I have a pi 4, how would the transfer work? Can you install pios on the n100 and just clone stuff over?
N100 is a standard Intel x86 family chip, so no. Plenty of power though, so you’d be able to install any Linux distro or even Windows if you wanted to disgust Lemmy.
GPIOs are the easy bit. You can get those no issue on x86. It’s I2C and SPI that are the issue with x86. You can get the buses sure, but all the device drivers are Device Tree based. You can’t just throw in Device Tree overlays on x86.
Idk, with I2C if it’s not something that needs a kernel level driver, there usually isn’t a problem with interacting with it from user space, for example basically all RAM RGB controllers are I2C and OpenRGB has no problem with them. I’m pretty sure I’ve only ever used an I2C device tree overlay for an RTC.
Also I2C/SMBus is present everywhere on x86, like some graphics cards expose it through their HDMI ports, even some server motherboards have a header for it; but for GPIO I’m unaware of any motherboards that expose it, so good luck researching the chipset and tracing out the pins.
Only a fraction of it is RTCs. What is in the Pi overlays folder is from everything. Not even all the DT I2C RTCs. There is loads of ADCs, DACs, IO extenders, all sorts.
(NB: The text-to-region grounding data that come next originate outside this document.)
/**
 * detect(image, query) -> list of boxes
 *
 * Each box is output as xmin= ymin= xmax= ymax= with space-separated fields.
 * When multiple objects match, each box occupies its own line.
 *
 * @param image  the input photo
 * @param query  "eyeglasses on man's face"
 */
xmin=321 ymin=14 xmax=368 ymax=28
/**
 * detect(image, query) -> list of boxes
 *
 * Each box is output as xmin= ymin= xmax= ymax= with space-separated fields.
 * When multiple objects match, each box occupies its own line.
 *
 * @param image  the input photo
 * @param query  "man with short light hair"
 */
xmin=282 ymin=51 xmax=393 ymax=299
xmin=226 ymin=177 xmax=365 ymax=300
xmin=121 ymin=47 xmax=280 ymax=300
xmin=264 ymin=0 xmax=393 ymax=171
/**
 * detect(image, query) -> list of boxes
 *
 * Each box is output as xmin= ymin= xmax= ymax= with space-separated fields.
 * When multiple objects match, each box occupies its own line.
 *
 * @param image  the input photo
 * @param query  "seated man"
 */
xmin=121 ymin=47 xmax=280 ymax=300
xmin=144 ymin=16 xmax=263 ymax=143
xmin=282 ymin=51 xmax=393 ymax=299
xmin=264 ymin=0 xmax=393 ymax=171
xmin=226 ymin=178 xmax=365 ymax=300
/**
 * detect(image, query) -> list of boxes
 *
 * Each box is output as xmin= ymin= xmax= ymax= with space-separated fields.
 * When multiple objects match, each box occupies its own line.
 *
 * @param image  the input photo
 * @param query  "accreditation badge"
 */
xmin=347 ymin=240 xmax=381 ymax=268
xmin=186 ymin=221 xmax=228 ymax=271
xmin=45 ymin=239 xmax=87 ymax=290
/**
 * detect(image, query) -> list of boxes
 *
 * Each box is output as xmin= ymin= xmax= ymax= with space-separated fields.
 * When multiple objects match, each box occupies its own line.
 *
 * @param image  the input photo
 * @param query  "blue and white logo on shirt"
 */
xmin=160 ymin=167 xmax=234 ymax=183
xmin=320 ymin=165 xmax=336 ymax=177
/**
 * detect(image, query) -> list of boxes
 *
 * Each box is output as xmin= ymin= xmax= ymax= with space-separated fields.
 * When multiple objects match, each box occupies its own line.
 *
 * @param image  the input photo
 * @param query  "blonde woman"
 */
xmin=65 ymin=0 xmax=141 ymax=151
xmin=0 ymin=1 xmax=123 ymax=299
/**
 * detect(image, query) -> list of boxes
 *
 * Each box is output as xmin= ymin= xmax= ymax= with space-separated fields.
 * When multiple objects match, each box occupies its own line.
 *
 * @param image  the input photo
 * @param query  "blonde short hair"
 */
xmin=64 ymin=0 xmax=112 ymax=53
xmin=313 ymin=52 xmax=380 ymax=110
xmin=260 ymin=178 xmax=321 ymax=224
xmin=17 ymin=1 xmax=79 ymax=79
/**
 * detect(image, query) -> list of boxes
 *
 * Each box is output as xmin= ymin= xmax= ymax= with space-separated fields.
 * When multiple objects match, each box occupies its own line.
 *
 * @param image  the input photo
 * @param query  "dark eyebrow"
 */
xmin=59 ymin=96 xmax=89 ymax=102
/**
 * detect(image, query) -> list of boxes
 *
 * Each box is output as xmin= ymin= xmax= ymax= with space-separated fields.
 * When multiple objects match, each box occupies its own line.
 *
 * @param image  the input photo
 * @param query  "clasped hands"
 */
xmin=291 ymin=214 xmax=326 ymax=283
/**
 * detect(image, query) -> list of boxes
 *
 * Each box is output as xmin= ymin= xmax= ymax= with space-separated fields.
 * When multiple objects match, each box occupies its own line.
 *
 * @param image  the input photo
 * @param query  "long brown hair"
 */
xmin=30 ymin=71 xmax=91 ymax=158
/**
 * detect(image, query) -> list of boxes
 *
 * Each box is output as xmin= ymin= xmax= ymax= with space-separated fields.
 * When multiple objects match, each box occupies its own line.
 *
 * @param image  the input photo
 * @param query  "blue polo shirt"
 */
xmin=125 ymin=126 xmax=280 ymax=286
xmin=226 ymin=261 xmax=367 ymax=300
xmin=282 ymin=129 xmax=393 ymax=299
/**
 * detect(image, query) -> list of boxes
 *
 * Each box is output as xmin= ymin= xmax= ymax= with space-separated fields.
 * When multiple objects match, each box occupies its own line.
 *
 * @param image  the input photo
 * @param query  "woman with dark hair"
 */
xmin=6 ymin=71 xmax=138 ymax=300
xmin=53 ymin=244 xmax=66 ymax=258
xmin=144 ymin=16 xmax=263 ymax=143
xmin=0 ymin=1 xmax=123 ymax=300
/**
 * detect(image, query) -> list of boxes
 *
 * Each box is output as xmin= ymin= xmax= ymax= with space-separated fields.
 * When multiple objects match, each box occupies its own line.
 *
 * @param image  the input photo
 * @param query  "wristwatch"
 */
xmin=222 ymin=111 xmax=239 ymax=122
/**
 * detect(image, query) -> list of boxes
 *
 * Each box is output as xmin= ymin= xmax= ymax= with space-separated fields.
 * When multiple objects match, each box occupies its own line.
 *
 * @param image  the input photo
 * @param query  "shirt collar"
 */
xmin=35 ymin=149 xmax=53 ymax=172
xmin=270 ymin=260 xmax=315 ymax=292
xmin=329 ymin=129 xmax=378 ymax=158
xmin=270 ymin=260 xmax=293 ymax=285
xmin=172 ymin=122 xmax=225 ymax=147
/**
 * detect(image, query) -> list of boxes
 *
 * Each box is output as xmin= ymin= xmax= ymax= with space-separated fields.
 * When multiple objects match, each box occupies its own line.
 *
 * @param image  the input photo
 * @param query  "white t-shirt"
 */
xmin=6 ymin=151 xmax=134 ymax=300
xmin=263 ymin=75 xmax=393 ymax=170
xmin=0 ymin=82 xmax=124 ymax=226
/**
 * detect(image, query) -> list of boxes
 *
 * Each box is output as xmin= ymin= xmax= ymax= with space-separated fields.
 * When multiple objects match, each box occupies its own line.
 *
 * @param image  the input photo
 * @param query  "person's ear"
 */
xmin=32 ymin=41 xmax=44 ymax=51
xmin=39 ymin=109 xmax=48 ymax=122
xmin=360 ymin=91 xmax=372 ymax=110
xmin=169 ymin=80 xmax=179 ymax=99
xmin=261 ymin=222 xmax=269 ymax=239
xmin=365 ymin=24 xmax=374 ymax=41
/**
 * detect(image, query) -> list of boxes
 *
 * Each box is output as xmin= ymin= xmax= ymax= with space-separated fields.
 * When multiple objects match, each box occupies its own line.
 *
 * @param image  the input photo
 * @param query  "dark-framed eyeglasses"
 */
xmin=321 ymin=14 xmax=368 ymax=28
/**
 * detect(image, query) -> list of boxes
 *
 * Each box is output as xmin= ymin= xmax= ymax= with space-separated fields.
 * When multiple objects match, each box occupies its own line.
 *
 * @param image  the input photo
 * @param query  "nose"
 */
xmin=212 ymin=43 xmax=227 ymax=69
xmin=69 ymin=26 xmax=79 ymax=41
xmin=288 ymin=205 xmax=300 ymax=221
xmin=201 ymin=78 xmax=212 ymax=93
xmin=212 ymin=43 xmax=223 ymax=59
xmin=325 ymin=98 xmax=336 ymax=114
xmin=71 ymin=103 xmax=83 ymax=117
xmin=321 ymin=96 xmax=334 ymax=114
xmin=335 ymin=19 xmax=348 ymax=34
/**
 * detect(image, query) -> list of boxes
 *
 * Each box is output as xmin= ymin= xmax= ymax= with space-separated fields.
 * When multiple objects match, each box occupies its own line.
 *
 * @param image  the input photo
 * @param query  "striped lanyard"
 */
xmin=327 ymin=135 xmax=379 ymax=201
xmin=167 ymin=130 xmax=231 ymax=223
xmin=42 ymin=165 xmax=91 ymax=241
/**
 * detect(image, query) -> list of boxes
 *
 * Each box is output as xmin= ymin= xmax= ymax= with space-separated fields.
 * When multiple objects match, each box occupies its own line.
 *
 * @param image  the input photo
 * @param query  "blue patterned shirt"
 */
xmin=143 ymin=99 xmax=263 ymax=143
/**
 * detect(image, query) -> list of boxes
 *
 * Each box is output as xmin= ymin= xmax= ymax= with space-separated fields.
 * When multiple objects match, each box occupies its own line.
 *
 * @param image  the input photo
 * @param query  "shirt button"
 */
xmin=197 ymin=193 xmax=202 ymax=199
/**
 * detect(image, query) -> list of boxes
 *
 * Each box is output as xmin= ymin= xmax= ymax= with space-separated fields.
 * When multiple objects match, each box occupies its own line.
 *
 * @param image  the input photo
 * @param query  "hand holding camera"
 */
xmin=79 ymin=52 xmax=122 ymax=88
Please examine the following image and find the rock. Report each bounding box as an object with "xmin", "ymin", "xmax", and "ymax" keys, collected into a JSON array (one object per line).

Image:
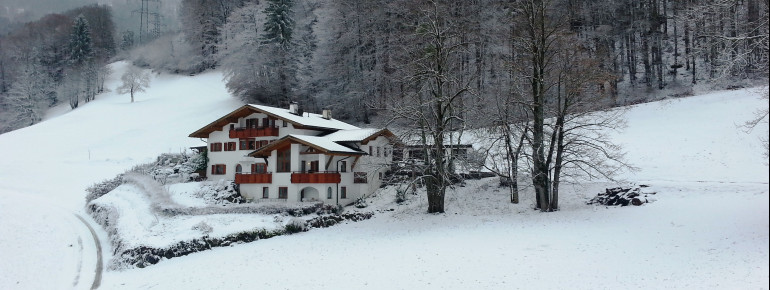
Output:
[{"xmin": 631, "ymin": 198, "xmax": 643, "ymax": 206}]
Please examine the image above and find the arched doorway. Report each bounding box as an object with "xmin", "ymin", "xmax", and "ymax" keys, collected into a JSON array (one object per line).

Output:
[{"xmin": 299, "ymin": 187, "xmax": 320, "ymax": 202}]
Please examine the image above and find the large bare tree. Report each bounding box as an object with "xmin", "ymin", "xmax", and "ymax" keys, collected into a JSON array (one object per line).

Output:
[{"xmin": 389, "ymin": 0, "xmax": 472, "ymax": 213}]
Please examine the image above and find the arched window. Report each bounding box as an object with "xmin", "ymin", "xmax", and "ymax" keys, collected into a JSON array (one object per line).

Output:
[
  {"xmin": 235, "ymin": 164, "xmax": 242, "ymax": 174},
  {"xmin": 327, "ymin": 187, "xmax": 333, "ymax": 199}
]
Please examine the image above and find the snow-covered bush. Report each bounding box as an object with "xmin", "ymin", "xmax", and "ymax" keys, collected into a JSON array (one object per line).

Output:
[
  {"xmin": 355, "ymin": 196, "xmax": 368, "ymax": 208},
  {"xmin": 395, "ymin": 189, "xmax": 406, "ymax": 204},
  {"xmin": 192, "ymin": 181, "xmax": 244, "ymax": 204},
  {"xmin": 284, "ymin": 218, "xmax": 307, "ymax": 234},
  {"xmin": 191, "ymin": 221, "xmax": 213, "ymax": 235},
  {"xmin": 85, "ymin": 174, "xmax": 125, "ymax": 203}
]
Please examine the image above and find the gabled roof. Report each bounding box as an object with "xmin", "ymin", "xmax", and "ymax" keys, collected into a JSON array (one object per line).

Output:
[
  {"xmin": 249, "ymin": 104, "xmax": 359, "ymax": 131},
  {"xmin": 323, "ymin": 128, "xmax": 397, "ymax": 144},
  {"xmin": 248, "ymin": 134, "xmax": 366, "ymax": 158},
  {"xmin": 189, "ymin": 104, "xmax": 360, "ymax": 138}
]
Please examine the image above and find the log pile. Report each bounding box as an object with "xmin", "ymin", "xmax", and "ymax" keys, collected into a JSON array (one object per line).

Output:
[{"xmin": 587, "ymin": 185, "xmax": 657, "ymax": 206}]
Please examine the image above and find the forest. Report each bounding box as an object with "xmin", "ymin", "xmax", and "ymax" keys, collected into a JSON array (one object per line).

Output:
[
  {"xmin": 1, "ymin": 0, "xmax": 767, "ymax": 131},
  {"xmin": 0, "ymin": 0, "xmax": 767, "ymax": 212}
]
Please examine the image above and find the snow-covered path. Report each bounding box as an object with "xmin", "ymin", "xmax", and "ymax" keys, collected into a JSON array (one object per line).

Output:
[
  {"xmin": 0, "ymin": 62, "xmax": 242, "ymax": 289},
  {"xmin": 0, "ymin": 190, "xmax": 100, "ymax": 290},
  {"xmin": 74, "ymin": 214, "xmax": 102, "ymax": 290}
]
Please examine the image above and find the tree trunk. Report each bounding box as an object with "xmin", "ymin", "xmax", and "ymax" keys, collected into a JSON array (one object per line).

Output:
[{"xmin": 426, "ymin": 175, "xmax": 446, "ymax": 213}]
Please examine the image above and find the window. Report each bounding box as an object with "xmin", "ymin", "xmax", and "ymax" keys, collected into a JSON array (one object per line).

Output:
[
  {"xmin": 369, "ymin": 146, "xmax": 372, "ymax": 156},
  {"xmin": 252, "ymin": 163, "xmax": 267, "ymax": 173},
  {"xmin": 377, "ymin": 147, "xmax": 381, "ymax": 157},
  {"xmin": 262, "ymin": 187, "xmax": 269, "ymax": 199},
  {"xmin": 384, "ymin": 147, "xmax": 389, "ymax": 157},
  {"xmin": 354, "ymin": 172, "xmax": 367, "ymax": 183},
  {"xmin": 379, "ymin": 172, "xmax": 383, "ymax": 180},
  {"xmin": 262, "ymin": 117, "xmax": 269, "ymax": 128},
  {"xmin": 327, "ymin": 187, "xmax": 332, "ymax": 199},
  {"xmin": 339, "ymin": 161, "xmax": 347, "ymax": 172},
  {"xmin": 211, "ymin": 164, "xmax": 226, "ymax": 175},
  {"xmin": 236, "ymin": 164, "xmax": 242, "ymax": 174},
  {"xmin": 282, "ymin": 120, "xmax": 287, "ymax": 127},
  {"xmin": 310, "ymin": 161, "xmax": 319, "ymax": 173},
  {"xmin": 277, "ymin": 148, "xmax": 291, "ymax": 172},
  {"xmin": 341, "ymin": 187, "xmax": 347, "ymax": 199},
  {"xmin": 278, "ymin": 187, "xmax": 288, "ymax": 199},
  {"xmin": 210, "ymin": 142, "xmax": 222, "ymax": 152},
  {"xmin": 246, "ymin": 118, "xmax": 258, "ymax": 128},
  {"xmin": 224, "ymin": 142, "xmax": 236, "ymax": 151},
  {"xmin": 240, "ymin": 139, "xmax": 256, "ymax": 150},
  {"xmin": 260, "ymin": 140, "xmax": 269, "ymax": 148}
]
It’s really annoying you can’t do DT on x86 Linux. It’s a bit of a gap in the platform. It would make Linux ARM based developer’s lives easier.
These should all work without kernel drivers. For example, here’s a user space python library for ADS1*15 ADCs, or Nuvoton MS51 IO Expanders. Unless you need very specific timing or require the kernel to know about it, you shouldn’t need a kernel driver.
You can of course write drivers for them, but then it’s you own abstraction not the standard Linux abstraction. (You can hack something up with IIO for that stuff, but it’s not pretty). There is CUSE (part of FUSE) you can do some character devices with.
Existing drivers in Python are messy to use if you our not developer in Python.
The nice thing about in kernel is:
The Linux kernel does hardware abstraction. It’s not a microkernel. There is limited support for proper userspace drivers.
If you doing some application specific app, that will only work with those chips, use do it in userspace. But to make a normal system for normal use, you want things in kernel like normal.